Il s’entendait bien avec la patronne et la jeune servante. Depuis les vendanges seulement, le patron parlait fort quelquefois et lui disait des injures. Il nie formellement le propos que lui attribue le témoin Ch…, duquel il résulterait qu’il éprouvait depuis longtemps pour eux du ressentiment et nourrissait des idées de vengeance à leur égard.

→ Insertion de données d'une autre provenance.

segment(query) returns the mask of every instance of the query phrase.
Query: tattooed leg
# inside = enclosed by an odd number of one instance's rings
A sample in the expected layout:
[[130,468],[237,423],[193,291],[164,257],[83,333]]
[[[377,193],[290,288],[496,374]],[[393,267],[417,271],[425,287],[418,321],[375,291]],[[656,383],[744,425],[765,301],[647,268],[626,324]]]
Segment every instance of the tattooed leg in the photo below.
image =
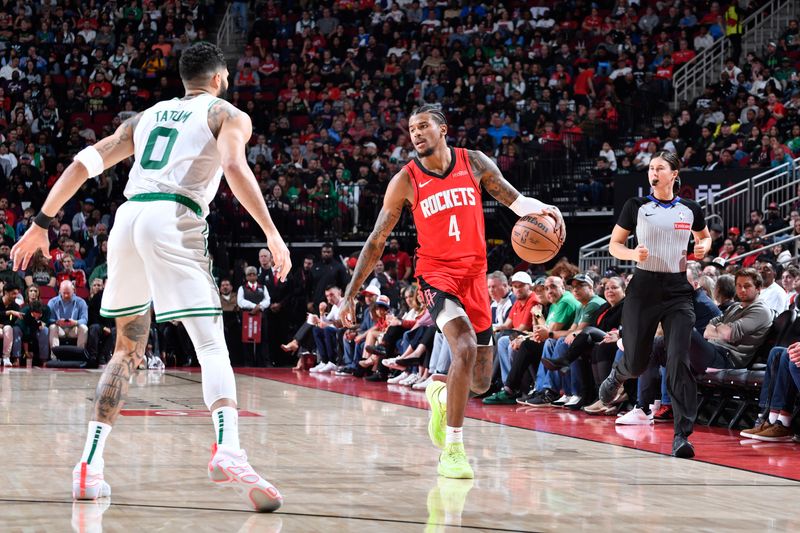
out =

« Nous insistons beaucoup pour savoir si, dans la journée du crime, il n’avait pas fait quelque excès inusité de vin, pour soutenir ses forces. Il résulte de ses réponses, provoquées à diverses reprises et demeurées invariables, qu’il n’a pris du vin qu’aux heures réglementaires des repas et en quantité normale, environ deux verres chaque fois ; c’était du vin rouge. Avant de souper seulement, il a bu, avec son patron, deux coups de vin blanc bouché. Ce renseignement est conforme aux données fournies par l’instruction. On a en effet trouvé dans le cellier une bouteille de vin blanc à laquelle manquait un tiers de son contenu. Il affirme donc, et nous croyons que la chose peut être tenue pour exacte, qu’il n’était pas sous l’influence d’une excitation alcoolique au moment du drame.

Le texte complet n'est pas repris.